AS MENTIONED IN MY ENTRY, STREET PHOTOGRAPHY ~ a first world problem, my intention was to make a photo book-the same pictures in color and monochrome in separate groupings-to investigate the differing viewing and appreciation experience (if any) between color and monochrome versions of the same pictures.

Initially, my thought was to limit the number of pictures to 10. That was, in part, cuz, not being a street photographer, I thought that coming up with 10 good street pictures might be a stretch. As it turns out, much to my surprise, I came up 30 very good-(iMo) picture possibilities, So, my now second first-world problem is editing down the choices to 10 just pictures.

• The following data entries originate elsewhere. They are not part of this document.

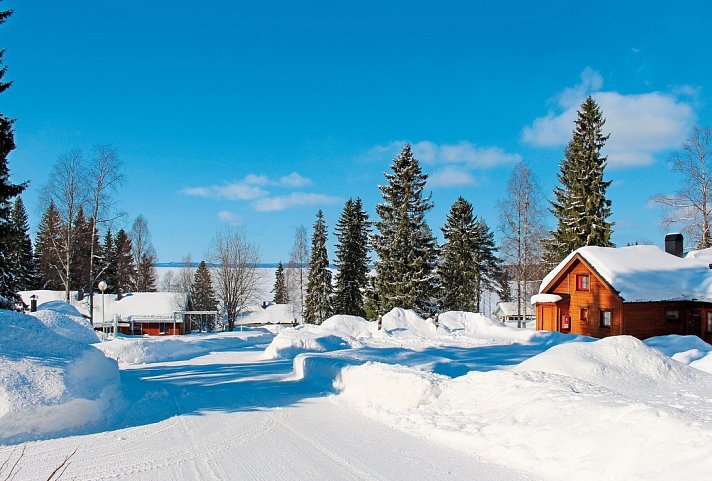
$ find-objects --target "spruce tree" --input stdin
[114,229,136,293]
[272,261,289,304]
[35,202,62,290]
[8,196,38,291]
[333,198,370,317]
[474,219,502,312]
[304,210,333,324]
[438,197,480,312]
[135,253,156,292]
[190,261,218,331]
[544,96,613,266]
[98,228,117,294]
[0,10,26,308]
[373,145,437,314]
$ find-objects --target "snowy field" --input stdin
[0,302,712,481]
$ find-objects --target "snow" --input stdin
[0,303,120,442]
[531,294,563,304]
[5,305,712,481]
[539,245,712,302]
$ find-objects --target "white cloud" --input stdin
[218,210,242,226]
[181,181,268,200]
[367,140,522,169]
[522,68,695,167]
[279,172,312,187]
[252,192,341,212]
[428,166,477,187]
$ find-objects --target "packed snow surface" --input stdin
[0,303,119,442]
[0,309,712,481]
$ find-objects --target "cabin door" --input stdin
[558,302,571,333]
[687,309,702,336]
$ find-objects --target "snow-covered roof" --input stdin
[539,245,712,302]
[531,294,563,304]
[108,292,185,319]
[240,304,295,324]
[492,302,534,316]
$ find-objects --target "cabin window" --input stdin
[601,311,613,327]
[576,274,589,291]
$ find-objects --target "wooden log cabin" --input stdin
[531,234,712,342]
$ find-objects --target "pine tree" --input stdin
[71,206,91,292]
[474,219,502,312]
[333,198,370,317]
[373,145,437,314]
[135,253,156,292]
[0,10,27,308]
[304,210,333,324]
[438,197,480,312]
[8,196,39,291]
[35,202,62,290]
[545,96,613,266]
[190,261,218,331]
[114,229,136,293]
[98,228,117,294]
[272,261,289,304]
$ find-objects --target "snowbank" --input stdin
[0,306,120,442]
[643,334,712,364]
[95,332,260,364]
[334,337,712,481]
[30,301,99,344]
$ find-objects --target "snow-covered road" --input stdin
[0,335,532,481]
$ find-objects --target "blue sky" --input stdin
[5,0,712,262]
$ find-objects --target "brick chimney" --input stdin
[665,233,682,257]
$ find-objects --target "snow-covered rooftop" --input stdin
[539,245,712,302]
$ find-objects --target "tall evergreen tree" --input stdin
[304,210,333,324]
[8,196,39,291]
[272,261,289,304]
[71,206,91,291]
[135,253,156,292]
[35,202,62,290]
[98,228,117,293]
[114,229,136,293]
[545,96,613,265]
[438,197,480,312]
[0,10,26,307]
[373,145,437,314]
[190,261,218,331]
[333,198,370,317]
[474,219,502,312]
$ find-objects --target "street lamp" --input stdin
[97,281,108,340]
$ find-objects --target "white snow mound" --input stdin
[514,336,709,392]
[30,301,99,344]
[0,310,120,442]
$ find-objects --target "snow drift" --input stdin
[0,305,120,442]
[334,337,712,480]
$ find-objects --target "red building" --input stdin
[532,236,712,342]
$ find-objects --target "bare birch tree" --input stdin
[285,225,310,319]
[207,228,259,331]
[497,162,545,327]
[129,215,156,292]
[84,145,124,322]
[42,150,87,302]
[652,127,712,249]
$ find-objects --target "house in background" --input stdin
[531,234,712,342]
[492,301,536,324]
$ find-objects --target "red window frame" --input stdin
[576,274,591,291]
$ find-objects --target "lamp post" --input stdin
[97,281,108,340]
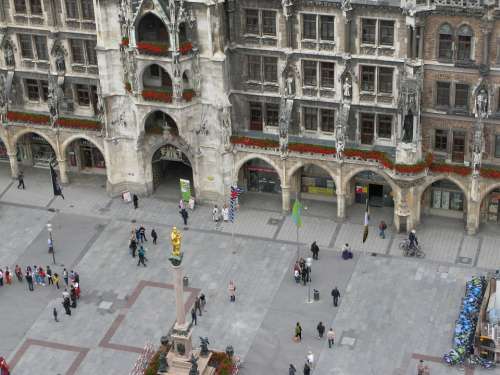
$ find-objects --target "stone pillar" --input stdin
[172,265,186,326]
[281,186,290,212]
[57,159,69,184]
[8,153,19,178]
[337,193,346,220]
[465,200,481,235]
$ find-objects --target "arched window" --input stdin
[438,24,453,60]
[457,25,472,61]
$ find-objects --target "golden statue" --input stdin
[170,227,182,258]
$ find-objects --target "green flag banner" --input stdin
[292,199,302,227]
[179,178,191,202]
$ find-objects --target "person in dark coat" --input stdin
[311,241,319,260]
[304,362,311,375]
[332,287,340,307]
[316,322,325,339]
[180,208,189,226]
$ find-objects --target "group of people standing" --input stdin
[128,225,158,267]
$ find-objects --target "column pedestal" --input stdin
[9,153,19,178]
[57,159,69,185]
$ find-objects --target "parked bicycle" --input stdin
[399,239,425,258]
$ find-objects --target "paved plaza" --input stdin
[0,165,500,375]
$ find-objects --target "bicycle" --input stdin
[399,239,425,258]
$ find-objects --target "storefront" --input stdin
[240,159,281,194]
[354,171,394,207]
[482,189,500,223]
[426,180,465,218]
[68,139,106,173]
[298,165,336,202]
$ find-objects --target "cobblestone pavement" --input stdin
[0,166,500,375]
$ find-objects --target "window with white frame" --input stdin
[302,14,335,42]
[244,9,276,37]
[14,0,43,16]
[302,60,335,89]
[302,107,335,133]
[19,34,49,61]
[360,65,394,94]
[361,18,395,47]
[24,79,49,102]
[247,55,278,83]
[64,0,95,21]
[69,39,97,65]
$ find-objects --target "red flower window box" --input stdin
[142,90,172,103]
[57,117,102,130]
[137,42,168,56]
[7,111,50,125]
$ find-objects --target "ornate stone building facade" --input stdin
[0,0,500,233]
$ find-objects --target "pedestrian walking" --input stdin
[326,327,335,349]
[128,237,137,258]
[194,297,203,316]
[294,322,302,342]
[26,272,34,292]
[304,362,311,375]
[63,268,69,286]
[212,205,220,223]
[180,208,189,227]
[47,266,54,285]
[378,220,387,239]
[17,171,26,190]
[14,264,23,282]
[200,293,207,315]
[137,245,146,267]
[5,267,12,285]
[191,307,197,325]
[52,273,61,289]
[139,225,148,242]
[332,287,340,307]
[311,241,319,260]
[221,204,229,223]
[316,322,325,339]
[227,280,236,302]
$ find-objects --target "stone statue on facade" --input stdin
[342,76,352,99]
[4,41,16,66]
[476,88,488,119]
[221,106,232,151]
[169,227,182,266]
[200,337,210,357]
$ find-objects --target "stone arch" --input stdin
[135,11,169,44]
[233,154,285,184]
[341,166,399,194]
[287,160,339,192]
[11,128,61,160]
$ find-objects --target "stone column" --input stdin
[281,186,290,212]
[8,153,19,178]
[465,200,481,235]
[337,193,346,220]
[57,159,69,184]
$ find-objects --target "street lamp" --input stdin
[47,223,56,264]
[306,258,312,303]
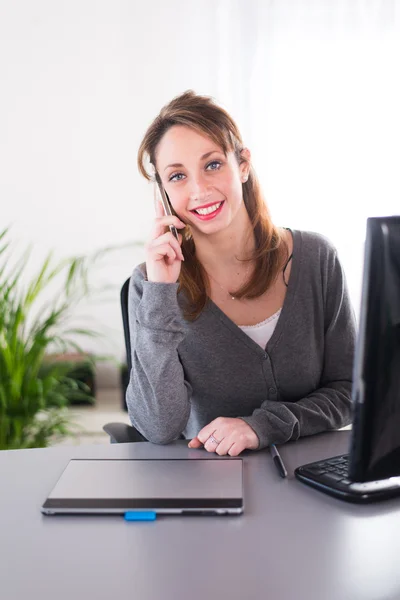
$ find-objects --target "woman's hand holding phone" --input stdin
[146,202,185,283]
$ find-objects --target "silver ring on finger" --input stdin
[208,434,221,446]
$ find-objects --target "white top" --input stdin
[239,308,282,350]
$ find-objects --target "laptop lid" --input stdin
[42,458,243,514]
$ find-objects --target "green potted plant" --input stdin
[0,229,107,450]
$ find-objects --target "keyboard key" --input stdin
[321,473,343,483]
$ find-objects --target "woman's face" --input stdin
[156,125,250,234]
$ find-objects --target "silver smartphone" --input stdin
[157,181,179,241]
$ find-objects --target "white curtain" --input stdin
[217,0,400,312]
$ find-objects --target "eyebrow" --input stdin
[164,150,221,171]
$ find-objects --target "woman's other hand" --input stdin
[189,417,260,456]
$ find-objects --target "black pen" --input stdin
[270,444,287,477]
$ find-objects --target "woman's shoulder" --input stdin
[292,229,337,260]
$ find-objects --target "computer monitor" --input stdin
[349,216,400,482]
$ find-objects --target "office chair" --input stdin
[103,278,147,444]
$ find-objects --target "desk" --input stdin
[0,431,400,600]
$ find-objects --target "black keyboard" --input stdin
[294,454,400,502]
[303,454,351,487]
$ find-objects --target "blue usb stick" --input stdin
[125,510,157,521]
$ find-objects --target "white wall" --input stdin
[0,0,400,358]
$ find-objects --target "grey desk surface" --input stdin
[0,431,400,600]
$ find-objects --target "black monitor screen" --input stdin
[349,217,400,481]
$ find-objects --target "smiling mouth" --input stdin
[190,200,224,217]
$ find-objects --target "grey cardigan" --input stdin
[126,230,355,448]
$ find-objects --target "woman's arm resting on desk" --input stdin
[242,246,356,448]
[126,268,192,444]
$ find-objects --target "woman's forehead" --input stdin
[156,125,223,168]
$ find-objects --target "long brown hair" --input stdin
[137,90,288,321]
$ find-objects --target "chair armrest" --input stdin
[103,423,147,444]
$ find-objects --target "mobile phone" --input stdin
[157,181,179,241]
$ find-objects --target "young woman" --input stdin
[127,91,355,456]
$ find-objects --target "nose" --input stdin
[190,175,212,203]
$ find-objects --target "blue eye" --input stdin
[206,160,222,171]
[168,173,184,181]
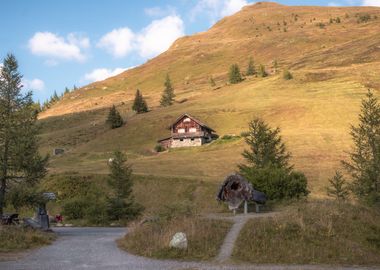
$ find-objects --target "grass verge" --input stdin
[118,217,231,260]
[233,202,380,265]
[0,226,56,253]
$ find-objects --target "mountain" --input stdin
[40,2,380,196]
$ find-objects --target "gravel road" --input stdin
[0,228,378,270]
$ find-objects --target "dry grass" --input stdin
[118,217,231,260]
[35,3,380,198]
[233,202,380,265]
[0,226,56,255]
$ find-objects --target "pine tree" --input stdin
[239,119,309,200]
[273,60,278,74]
[247,57,256,76]
[107,151,143,220]
[343,90,380,203]
[228,64,243,84]
[132,89,148,113]
[106,105,124,129]
[258,65,268,78]
[241,118,292,170]
[326,171,349,201]
[0,54,48,215]
[283,69,293,81]
[160,74,175,107]
[210,76,216,87]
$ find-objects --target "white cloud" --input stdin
[22,79,45,91]
[97,15,184,58]
[190,0,254,23]
[136,15,184,58]
[220,0,248,17]
[97,27,135,57]
[363,0,380,7]
[327,2,341,7]
[28,32,90,62]
[144,6,176,17]
[84,67,132,82]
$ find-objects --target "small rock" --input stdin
[169,232,187,249]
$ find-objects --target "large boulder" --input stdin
[169,232,187,249]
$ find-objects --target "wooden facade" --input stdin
[158,114,215,148]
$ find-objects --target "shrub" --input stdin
[257,65,268,78]
[62,197,91,220]
[154,143,166,153]
[283,69,293,81]
[326,171,349,201]
[358,13,371,23]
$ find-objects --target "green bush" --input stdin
[283,69,293,81]
[62,198,91,220]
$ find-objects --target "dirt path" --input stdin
[207,212,278,263]
[0,228,376,270]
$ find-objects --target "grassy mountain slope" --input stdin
[40,2,380,196]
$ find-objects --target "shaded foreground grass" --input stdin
[233,202,380,265]
[118,217,231,260]
[0,226,56,253]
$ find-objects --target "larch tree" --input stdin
[247,57,256,76]
[228,64,243,84]
[0,54,48,215]
[106,105,124,129]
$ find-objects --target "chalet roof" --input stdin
[170,113,215,132]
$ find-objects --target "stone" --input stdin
[169,232,187,249]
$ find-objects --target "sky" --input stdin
[0,0,380,102]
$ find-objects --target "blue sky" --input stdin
[0,0,380,101]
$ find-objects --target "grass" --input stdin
[37,172,225,226]
[118,217,231,260]
[35,3,380,198]
[233,201,380,265]
[0,226,56,253]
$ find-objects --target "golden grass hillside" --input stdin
[36,3,380,197]
[41,2,380,118]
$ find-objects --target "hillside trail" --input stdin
[206,212,280,263]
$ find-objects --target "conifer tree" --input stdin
[160,74,175,107]
[239,119,309,200]
[132,89,148,113]
[0,54,48,215]
[228,64,243,84]
[107,151,143,220]
[247,57,256,76]
[283,69,293,81]
[273,59,278,74]
[326,171,349,201]
[106,105,124,129]
[343,90,380,203]
[242,118,292,170]
[258,65,268,78]
[210,76,216,87]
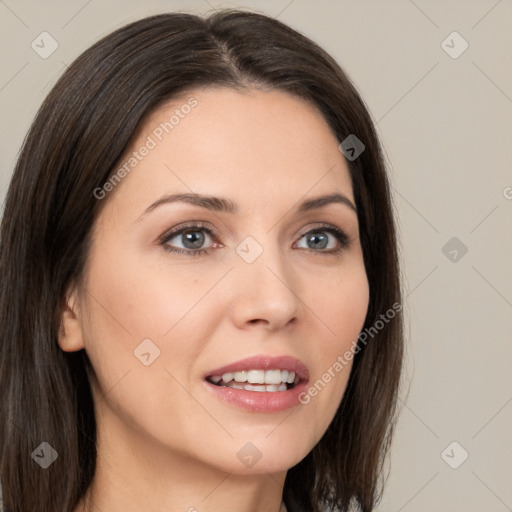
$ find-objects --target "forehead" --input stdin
[106,88,353,214]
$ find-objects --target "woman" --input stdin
[0,11,403,512]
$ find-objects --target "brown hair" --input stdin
[0,10,403,512]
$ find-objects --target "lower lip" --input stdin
[204,380,307,412]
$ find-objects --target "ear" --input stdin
[58,284,85,352]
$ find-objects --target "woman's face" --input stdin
[60,89,369,474]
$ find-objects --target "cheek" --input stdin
[303,264,369,434]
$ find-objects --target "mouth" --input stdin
[206,368,301,393]
[203,355,309,413]
[205,355,309,393]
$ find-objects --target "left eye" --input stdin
[165,228,215,251]
[297,229,340,249]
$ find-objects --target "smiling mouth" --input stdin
[206,369,301,393]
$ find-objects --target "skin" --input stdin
[59,88,369,512]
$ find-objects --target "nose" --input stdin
[227,243,301,331]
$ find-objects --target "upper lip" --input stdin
[204,355,309,381]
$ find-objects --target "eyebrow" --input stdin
[135,192,357,222]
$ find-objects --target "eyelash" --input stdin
[159,222,350,256]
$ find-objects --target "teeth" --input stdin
[247,370,265,384]
[235,372,247,382]
[210,369,300,391]
[225,381,287,392]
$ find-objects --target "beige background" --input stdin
[0,0,512,512]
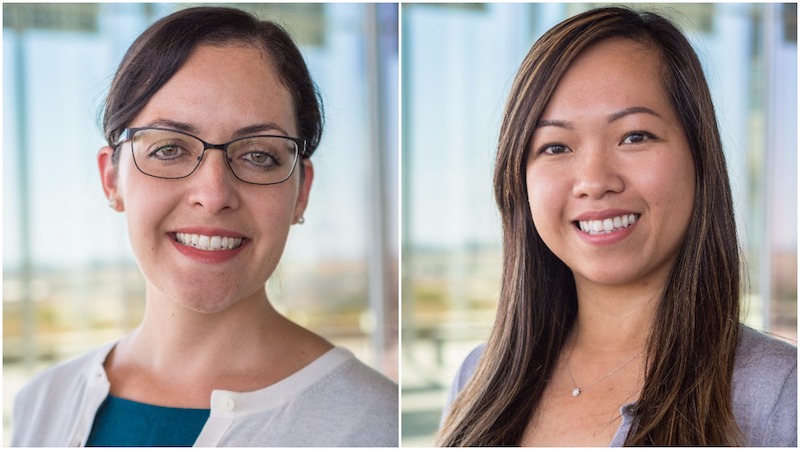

After several go-arounds I narrowed it down to 15 strong pictures. So I thought, 15 it is until…I started designing the book-each spread with a picture on one page, location caption on the facing page-at which point I realized I was creating a 66(ish) page book. While the number of pages, per se, is not an issue, the cost of such a photo book with the design and production values I want-premium paper, lay-flat pages, 6C printing-would be in the $100USD + range. Once again, the cost is not an issue for me….except….

…what I hoped to create was a book in the $30USD range in order that some of you, the blog followers, might be interested in acquiring the book. Not because I am a brilliant picture maker but, rather, to partake in the investigation, re: color v monochrome of the same pictures, of whether there is a difference in the viewing and appreciation experience.

If there is an interest, I will edit the pictures down 8 or so and make a soft-cover book with 4C instead of 6C printing. The book would be available direct from the POD printer, Blurb. If anyone is interested just hit the LIKE button. FYI, I am not looking for big numbers. 5-6 would be enough for me to make the effort. And, BTW, I would be selling the book at cost.